Ontario MPP
- In office 1985–1999
- Preceded by: Jack Stokes
- Succeeded by: Riding abolished
- Constituency: Lake Nipigon

More...

Personal details
- Born: May 25, 1942 (age 83) Montreal, Quebec
- Party: New Democrat
- Occupation: Miner, tradesman

= Gilles Pouliot =

Canadian politician

Gilles Pouliot (born May 25, 1942) is a former politician in Ontario, Canada. He served as a member of the Legislative Assembly of Ontario from 1985 to 1999, representing the Northern Ontario riding of Lake Nipigon for the New Democratic Party.

==Background==
Pouliot was born in Montreal, Quebec. He served as reeve for the Township of Manitouwadge for six years. He also worked as a flotation operator for Noranda Mines.

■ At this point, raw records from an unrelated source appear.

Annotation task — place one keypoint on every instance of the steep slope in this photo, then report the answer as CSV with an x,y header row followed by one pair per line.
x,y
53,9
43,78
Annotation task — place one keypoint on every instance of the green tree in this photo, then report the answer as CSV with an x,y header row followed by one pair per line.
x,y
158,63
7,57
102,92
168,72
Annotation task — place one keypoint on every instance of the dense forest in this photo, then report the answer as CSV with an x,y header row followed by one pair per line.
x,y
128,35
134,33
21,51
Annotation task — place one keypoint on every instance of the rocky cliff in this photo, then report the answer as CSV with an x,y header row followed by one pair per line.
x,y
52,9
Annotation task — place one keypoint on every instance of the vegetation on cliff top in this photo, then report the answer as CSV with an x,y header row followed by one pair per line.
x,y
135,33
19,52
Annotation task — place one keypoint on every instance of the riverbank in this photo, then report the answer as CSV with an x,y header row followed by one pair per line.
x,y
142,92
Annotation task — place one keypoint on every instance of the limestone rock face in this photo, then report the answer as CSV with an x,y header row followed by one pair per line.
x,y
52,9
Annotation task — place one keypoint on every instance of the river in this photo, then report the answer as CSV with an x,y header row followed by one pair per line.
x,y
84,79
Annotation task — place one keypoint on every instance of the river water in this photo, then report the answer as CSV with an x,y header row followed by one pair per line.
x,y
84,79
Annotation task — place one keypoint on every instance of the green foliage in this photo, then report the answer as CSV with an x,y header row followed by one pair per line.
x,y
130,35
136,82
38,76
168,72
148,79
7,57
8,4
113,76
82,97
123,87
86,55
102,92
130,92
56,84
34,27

He lived in Manitouwadge during his time in office.

==Politics==
He was elected in the 1985 provincial election, defeating Progressive Conservative candidate Jim Files by over 1,200 votes. He was re-elected by greater margins in the provincial elections of 1987 and 1990. He supported Dave Barrett for the leadership of the federal New Democratic Party in 1989.

===Government===
The NDP won a majority government in the 1990 election, and Pouliot was named as Minister of Mines and Minister responsible for Francophone Affairs in Bob Rae's government on October 1, 1990. In early 1991, he introduced legislation forcing mining companies to renew their claims or risk losing them.

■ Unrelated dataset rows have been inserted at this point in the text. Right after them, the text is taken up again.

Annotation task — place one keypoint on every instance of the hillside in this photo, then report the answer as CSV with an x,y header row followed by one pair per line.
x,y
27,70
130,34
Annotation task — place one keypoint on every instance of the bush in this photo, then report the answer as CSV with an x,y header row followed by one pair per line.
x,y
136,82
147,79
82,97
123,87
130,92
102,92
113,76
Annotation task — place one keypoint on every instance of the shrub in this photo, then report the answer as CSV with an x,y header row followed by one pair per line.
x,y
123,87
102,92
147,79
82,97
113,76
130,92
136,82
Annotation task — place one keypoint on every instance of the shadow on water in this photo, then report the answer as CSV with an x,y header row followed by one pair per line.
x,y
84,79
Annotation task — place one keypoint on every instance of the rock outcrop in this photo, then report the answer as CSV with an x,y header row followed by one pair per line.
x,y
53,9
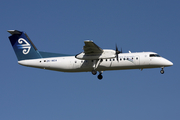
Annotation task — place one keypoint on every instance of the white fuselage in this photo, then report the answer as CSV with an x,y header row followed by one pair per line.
x,y
139,60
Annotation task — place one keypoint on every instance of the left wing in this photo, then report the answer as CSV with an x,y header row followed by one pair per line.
x,y
91,48
94,52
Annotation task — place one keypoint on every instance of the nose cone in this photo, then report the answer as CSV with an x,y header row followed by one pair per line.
x,y
167,63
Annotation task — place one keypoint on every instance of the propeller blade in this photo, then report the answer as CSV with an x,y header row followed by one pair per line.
x,y
117,52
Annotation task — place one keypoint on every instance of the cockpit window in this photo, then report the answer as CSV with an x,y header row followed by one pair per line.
x,y
154,55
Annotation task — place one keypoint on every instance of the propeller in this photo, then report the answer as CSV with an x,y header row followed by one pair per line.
x,y
118,52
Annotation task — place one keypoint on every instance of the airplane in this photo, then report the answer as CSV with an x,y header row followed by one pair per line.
x,y
93,59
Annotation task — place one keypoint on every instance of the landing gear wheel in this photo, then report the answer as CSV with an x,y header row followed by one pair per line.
x,y
162,71
100,76
94,72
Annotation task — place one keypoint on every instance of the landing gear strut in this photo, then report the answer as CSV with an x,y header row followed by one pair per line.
x,y
94,72
100,75
162,71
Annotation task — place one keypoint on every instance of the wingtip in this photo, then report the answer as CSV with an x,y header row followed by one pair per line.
x,y
88,41
14,32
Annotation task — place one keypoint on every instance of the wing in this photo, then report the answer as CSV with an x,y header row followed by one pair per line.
x,y
91,48
94,52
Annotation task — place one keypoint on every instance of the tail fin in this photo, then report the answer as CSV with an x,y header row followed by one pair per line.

He retained responsibility for Francophone Affairs throughout the Rae government. On July 31, 1991, he was transferred from Mines to the Ministry of Transportation. On October 21, 1994, near the end of the Rae government's time in office, he was shifted back to Northern Development and Mines.

===Cabinet positions===

Rae ministry, Province of Ontario (1990–1995)
Cabinet posts (3)
| Predecessor | Office | Successor |
| Shelley Martel | Minister of Northern Development and Mines 1994–1995 Also Responsible for Francophone Affairs | Chris Hodgson |
| Ed Philip | Minister of Transportation 1991–1994 Also Responsible for Francophone Affairs | Mike Farnan |
| Hugh O'Neil | Minister of Mines 1990–1991 Also Responsible for Francophone Affairs | Shelley Martel |

===Opposition===
The NDP were defeated in the 1995 election, although Pouliot retained the Lake Nipigon riding without too much difficulty. In 1996, he supported Howard Hampton's successful campaign to replace Rae as party leader.

Pouliot's riding was eliminated by redistribution in 1996. He rarely spoke in the legislature thereafter, and he chose not to run again in the 1999 election.